He stopped bending over to hand pull weeds and glanced at me. “You want a ring?”
 
 “No,” I huffed.
 
 I didn’t.
 
 Want a ring.
 
 That would be ridiculous. Because we weren’t staying married. And we were farmers. Farmers didn’t wear jewelry. Although, he hadn’t gotten the memo because he never took off his chain.
 
 So that’s what I said.
 
 “Farmers don’t wear jewelry. No rings.”
 
 He shrugged like he accepted that rule. “Fine. Then we’re agreed. For a few days, you stay with me in my room as my wife. We’ll put Tank in your room upstairs.”
 
 “Why not in the guest room next to ours?”
 
 “He’ll have his own space and bathroom upstairs. Plus, a little distance.”
 
 “Fine. As long as you understand I’m sleeping on the floor.”
 
 “Baby, I don’t care if you sleep on the window sill. He doesn’t need to know what happens behind closed doors, but you need to get all of your shit out of your bedroom and make it look like you live in my room.”
 
 “Do you have room for my stuff in your closet?”
 
 He pointed to his day in and day out uniform of jeans and t-shirts. When it was cold, the t-shirts were long. When it was warmer, they were shorter. That was his only variation.
 
 “Do you even own a coat?”
 
 “I’m good,” he said, in that way that ended most lines of inquiry.
 
 But just because I liked to get the last word in when I could, I said, “What if we just tell him I have my period? No dude probably wants to sleep with his girl when she’s on the rag.”
 
 He didn’t answer.
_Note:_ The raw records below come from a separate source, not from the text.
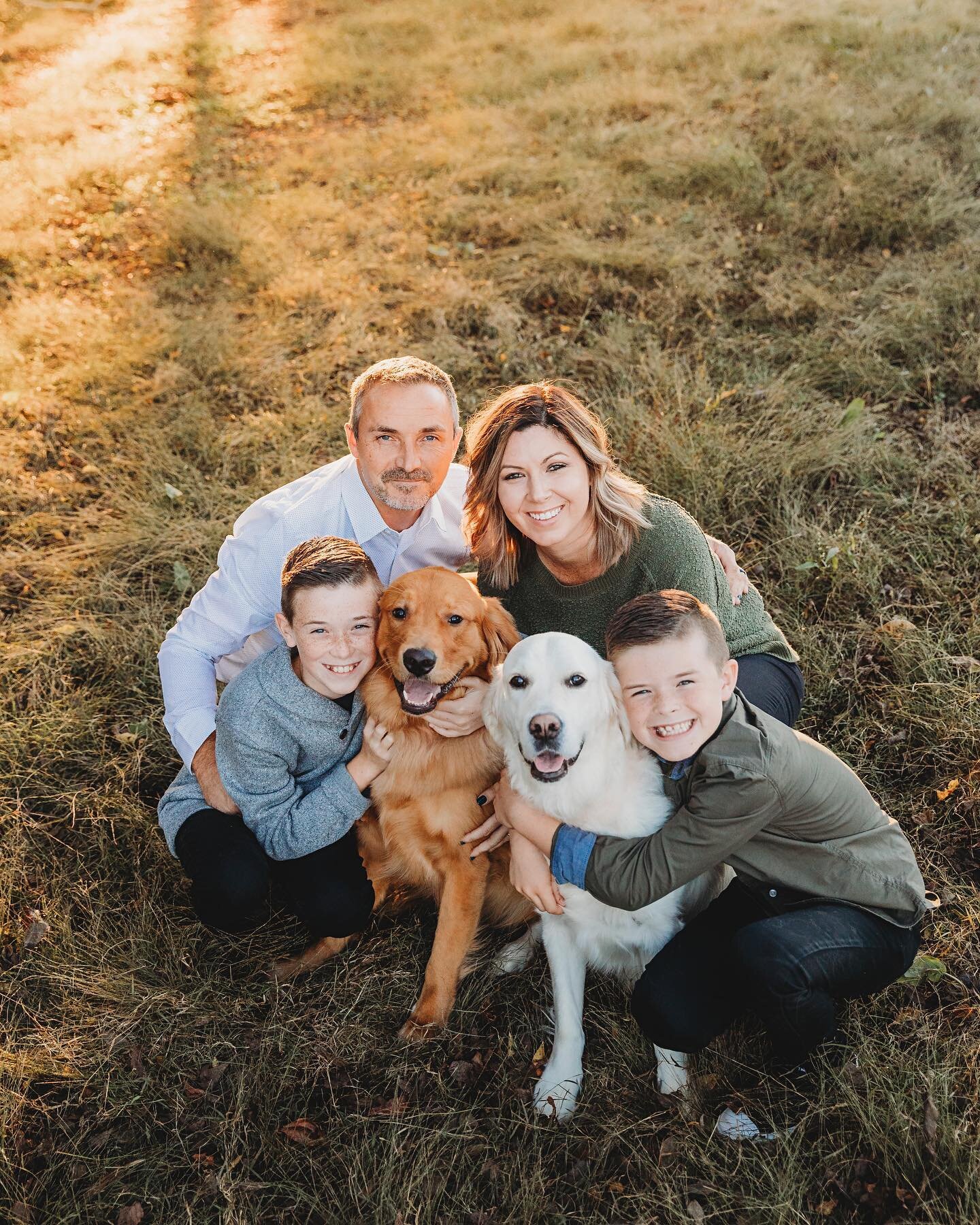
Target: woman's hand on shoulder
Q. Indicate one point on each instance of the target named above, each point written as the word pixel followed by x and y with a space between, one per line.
pixel 463 715
pixel 738 580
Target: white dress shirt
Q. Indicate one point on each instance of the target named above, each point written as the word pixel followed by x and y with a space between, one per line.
pixel 239 603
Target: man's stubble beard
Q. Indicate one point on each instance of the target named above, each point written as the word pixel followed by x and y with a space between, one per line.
pixel 399 499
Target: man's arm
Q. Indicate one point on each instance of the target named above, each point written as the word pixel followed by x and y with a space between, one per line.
pixel 240 598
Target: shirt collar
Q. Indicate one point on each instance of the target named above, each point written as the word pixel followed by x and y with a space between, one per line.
pixel 679 770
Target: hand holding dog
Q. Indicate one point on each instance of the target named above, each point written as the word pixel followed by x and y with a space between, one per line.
pixel 532 876
pixel 376 751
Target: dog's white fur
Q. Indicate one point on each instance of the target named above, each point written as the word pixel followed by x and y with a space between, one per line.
pixel 614 787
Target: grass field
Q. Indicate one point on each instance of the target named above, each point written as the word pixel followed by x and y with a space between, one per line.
pixel 749 233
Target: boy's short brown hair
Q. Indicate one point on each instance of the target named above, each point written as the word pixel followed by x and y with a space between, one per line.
pixel 659 615
pixel 325 561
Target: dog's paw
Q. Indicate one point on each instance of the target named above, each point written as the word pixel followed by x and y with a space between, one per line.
pixel 514 957
pixel 557 1096
pixel 419 1030
pixel 672 1072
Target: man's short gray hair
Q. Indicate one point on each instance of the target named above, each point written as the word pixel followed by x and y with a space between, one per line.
pixel 399 370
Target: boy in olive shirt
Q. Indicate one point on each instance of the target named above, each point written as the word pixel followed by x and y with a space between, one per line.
pixel 827 898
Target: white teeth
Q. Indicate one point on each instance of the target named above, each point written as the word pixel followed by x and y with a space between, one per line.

Just shook his head and continued his path up and down the rows.
 
 A few dayslater Tank showed up, and I started to understand that my husband…well, he wasn’t just some guy in the Navy.
 
 ELEVEN
 
 JULIETTE
 
 “Truck’s coming up the drive,”I announced.
 
 Creed had his head buried in the chicken coop. A coyote had tried to get into it last night. He’d had to chase it away and now he was looking for potential weaknesses.
 
 I had to give it to him, the man was fucking diligent when it came to protecting his investment. All of it. Even the chickens were under his personal protection and no outside force was going to hurt them.
 
 Not even the ones Mother Nature offered up.
 
 So it wasn’t unusual that he missed something as obvious as the sound of an engine coming our way. Even though that only happened once a week when USPS decided to grace us with our mail.
 
 We never had gotten many visitors out to the farm, and that hadn’t changed at all after Herb’s death.
 
 “Creed!” I called out to him, until he finally picked his head up.
 
 He wore his typical jeans, t-shirt, and boots combination, but at least he’d gotten into the habit of covering his head with a ball cap every time he was outside now. I’dinsisted. When the sun was high it could get scorching in June.
 
 I pointed to the truck that was moving at high speed down the access road that ran toward the house.